Voici le début du sermon 57 de saint Pierre Chrysologue, prélude à son explication du Credo.
Le bienheureux Isaïe, qui n’est pas moins évangéliste que prophète, déplore avoir les lèvres impures et habiter au milieu d’un peuple ayant les lèvres impures, en disant : Misérable que je suis ! Je suis tout troublé car, bien que je sois un homme et que j’aie les lèvres impures, et que j’habite au milieu d’un peuple ayant les lèvres impures, j’ai vu de mes yeux le Roi et Seigneur Sabaoth. Cet homme est foudroyé par une détresse inhumaine, parce que ce qu’il entend et voit de Dieu il ne peut pas en parler, il ne peut l’annoncer, il ne peut le déclarer. La chair se contracte, l’âme resserre les lèvres, seule la langue peut se faire pendant un bref moment l’interprète de l’esprit. Dans la chair, un feu séquestré halète, se vaporise dans les veines, enflamme les viscères, consume la moelle, incendie sans arrêt toutes les parties internes. Car ce que le mouvement passionné de l’âme contemple ne peut pas être exprimé par la bouche, ne peut pas être articulé par les lèvres, ni balbutié par la langue. En somme, il est absolument impossible d’en faire un exposé. C’est pourquoi Isaïe, quand il vit le roi du ciel qui est le Christ et perçut par une claire vision que c’est Lui qui était le Seigneur Sabaoth, déplora que ses lèvres et celles de son peuple étaient impures. Car la confession de la divinité du Christ illumine les cœurs, rince la bouche, purifie les lèvres, mais la négation de la majesté du Christ les pollue. Mais écoutons le gémissement émis par ce prophète : Et m’a été envoyé un des séraphins, qui tenait dans sa main un charbon, qu’il avait pris de l’autel avec des tenailles , et il toucha mes lèvres en disant : voici que tes lèvres ont été touchées par ce charbon : il a enlevé tes iniquités, et t’a purgé de tes péchés sur tout le pourtour de tes lèvres.

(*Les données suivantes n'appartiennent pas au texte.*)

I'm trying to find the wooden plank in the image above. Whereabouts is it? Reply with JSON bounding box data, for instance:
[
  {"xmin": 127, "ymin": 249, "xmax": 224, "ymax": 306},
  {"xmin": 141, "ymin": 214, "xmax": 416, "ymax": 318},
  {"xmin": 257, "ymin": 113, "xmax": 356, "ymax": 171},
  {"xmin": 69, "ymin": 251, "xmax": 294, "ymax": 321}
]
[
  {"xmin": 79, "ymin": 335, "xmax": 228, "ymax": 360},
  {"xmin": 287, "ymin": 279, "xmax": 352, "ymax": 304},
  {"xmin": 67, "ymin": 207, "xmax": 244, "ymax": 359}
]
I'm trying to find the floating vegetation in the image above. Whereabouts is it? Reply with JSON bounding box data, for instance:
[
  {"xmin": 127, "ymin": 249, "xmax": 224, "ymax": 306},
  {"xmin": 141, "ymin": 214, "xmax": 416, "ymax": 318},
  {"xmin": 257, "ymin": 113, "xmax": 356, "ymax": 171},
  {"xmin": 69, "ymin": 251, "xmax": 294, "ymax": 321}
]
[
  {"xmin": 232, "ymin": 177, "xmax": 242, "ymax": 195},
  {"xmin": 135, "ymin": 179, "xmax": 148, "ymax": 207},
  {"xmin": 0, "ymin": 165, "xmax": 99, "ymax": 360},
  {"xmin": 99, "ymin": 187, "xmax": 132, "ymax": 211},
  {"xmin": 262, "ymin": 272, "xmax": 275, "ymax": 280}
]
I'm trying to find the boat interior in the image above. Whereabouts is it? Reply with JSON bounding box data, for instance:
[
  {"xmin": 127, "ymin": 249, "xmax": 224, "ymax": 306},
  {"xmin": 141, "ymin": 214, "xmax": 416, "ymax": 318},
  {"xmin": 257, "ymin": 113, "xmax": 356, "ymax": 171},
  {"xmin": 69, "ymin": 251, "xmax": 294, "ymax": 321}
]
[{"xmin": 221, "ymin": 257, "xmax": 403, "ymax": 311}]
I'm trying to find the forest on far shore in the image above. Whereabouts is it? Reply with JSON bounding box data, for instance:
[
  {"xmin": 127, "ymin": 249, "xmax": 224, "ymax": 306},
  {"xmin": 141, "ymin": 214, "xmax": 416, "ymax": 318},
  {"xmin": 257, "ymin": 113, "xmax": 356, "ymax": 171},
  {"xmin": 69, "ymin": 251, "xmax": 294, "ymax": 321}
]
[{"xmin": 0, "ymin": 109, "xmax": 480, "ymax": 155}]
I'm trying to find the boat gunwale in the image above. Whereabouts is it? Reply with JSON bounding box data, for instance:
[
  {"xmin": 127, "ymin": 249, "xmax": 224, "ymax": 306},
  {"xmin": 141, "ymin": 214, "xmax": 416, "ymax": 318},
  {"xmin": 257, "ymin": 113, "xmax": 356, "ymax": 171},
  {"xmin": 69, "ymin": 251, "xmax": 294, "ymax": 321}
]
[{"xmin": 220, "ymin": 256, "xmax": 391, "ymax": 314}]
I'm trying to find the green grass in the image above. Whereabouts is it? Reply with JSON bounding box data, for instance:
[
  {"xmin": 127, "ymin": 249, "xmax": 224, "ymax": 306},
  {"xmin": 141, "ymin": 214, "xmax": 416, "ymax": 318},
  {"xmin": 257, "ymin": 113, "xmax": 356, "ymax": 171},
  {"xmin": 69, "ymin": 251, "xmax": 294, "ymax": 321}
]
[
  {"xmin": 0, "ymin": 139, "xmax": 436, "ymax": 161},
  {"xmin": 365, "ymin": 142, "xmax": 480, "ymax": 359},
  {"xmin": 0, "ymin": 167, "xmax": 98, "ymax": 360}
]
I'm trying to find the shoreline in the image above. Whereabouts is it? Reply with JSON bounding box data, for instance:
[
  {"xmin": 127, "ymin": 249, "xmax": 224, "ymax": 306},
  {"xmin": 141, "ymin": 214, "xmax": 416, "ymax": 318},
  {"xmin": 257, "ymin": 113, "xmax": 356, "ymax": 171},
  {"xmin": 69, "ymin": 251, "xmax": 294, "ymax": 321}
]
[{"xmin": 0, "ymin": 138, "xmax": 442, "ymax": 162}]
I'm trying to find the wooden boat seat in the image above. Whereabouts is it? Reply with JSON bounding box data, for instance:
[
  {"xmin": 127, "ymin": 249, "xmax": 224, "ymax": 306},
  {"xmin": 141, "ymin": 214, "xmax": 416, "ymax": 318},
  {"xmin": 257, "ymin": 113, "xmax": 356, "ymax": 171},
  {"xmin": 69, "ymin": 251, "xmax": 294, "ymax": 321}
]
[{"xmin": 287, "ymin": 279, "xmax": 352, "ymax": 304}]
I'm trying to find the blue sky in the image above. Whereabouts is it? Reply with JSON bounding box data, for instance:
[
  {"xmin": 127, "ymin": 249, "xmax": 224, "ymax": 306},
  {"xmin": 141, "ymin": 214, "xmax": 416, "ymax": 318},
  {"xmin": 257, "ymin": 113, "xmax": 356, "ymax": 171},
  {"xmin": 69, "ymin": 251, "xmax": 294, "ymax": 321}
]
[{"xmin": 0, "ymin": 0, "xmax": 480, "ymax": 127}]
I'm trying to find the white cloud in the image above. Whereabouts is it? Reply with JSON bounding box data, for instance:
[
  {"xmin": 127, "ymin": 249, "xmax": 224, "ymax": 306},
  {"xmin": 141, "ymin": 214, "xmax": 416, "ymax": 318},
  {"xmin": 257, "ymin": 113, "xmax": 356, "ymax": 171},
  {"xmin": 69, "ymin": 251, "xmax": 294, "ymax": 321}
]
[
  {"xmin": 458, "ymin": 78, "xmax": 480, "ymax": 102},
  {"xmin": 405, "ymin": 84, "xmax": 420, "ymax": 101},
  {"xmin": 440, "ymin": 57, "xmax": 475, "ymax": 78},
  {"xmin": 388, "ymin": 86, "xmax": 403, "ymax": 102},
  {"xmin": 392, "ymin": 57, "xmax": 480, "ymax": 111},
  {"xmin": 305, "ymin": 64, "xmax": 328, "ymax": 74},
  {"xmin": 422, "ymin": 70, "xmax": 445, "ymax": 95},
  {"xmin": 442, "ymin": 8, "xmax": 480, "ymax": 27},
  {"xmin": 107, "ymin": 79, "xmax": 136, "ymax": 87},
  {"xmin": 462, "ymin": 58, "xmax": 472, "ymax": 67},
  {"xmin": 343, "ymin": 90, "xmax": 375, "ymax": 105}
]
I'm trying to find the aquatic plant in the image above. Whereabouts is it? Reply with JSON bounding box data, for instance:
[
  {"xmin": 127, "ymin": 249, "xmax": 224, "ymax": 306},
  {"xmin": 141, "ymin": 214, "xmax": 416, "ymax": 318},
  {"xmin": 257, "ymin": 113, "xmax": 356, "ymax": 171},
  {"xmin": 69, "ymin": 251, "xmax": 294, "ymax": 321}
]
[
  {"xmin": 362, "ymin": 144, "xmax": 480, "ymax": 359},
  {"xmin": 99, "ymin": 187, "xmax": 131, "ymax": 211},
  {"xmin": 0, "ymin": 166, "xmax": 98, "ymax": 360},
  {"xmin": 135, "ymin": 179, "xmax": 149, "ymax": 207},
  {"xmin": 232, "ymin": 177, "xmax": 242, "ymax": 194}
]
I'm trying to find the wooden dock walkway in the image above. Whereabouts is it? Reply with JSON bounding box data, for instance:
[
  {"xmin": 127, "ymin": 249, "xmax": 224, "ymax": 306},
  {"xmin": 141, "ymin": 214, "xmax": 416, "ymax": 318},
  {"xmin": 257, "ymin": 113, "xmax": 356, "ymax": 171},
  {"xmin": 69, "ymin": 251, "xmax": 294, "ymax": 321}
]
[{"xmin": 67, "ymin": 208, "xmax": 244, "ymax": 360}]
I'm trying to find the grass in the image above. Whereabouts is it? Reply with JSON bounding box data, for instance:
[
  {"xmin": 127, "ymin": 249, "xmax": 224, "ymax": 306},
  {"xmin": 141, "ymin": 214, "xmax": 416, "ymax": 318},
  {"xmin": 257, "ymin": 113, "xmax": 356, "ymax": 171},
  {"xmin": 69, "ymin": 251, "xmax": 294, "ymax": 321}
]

Ce n’est pas le moment de se demander pourquoi un seul a été envoyé, et quel est celui qui a été envoyé, et quelle est la grandeur de celui qui manipule ainsi sans crainte le charbon du feu céleste, et qui va même jusqu’à tempérer l’ardeur du feu en le touchant, de façon à purifier les lèvres du prophète et non à les calciner. Mais nous maintenant, avec toute la ferveur de notre âme, suscitons en nous des sentiments de componction, et dans cette misère de notre chair, reconnaissons que nous sommes misérables, et déplorons par de pieux gémissements que nous avons des lèvres impures, pour qu’un de ces séraphins, avec les tenailles de la loi de la grâce, nous apporte de l’autel céleste le sacrement igné de la foi. Pour qu’en calmant l’ardeur du feu, il touche les commissures de nos lèvres, enlève les iniquités, nous purge de nos péchés, et allume ainsi dans notre bouche la flamme d’une confession pleine et entière. Pour qu’il nous apporte le salut et non la torture. Demandons aussi que, jusqu’à nos cœurs, parvienne la chaleur de ce charbon, pour que la suavité d’un tel mystère ne soit pas seulement goûtée par les lèvres, mais que les sens et l’esprit en soient rassasiés.
Après la purification des lèvres, Isaïe parle de l’enfantement ineffable de la Vierge en ces mots : Voici que la Vierge recevra en son sein et enfantera un Fils. De la même façon nous, nous proclamons la gloire du sacrement de la passion et de la résurrection.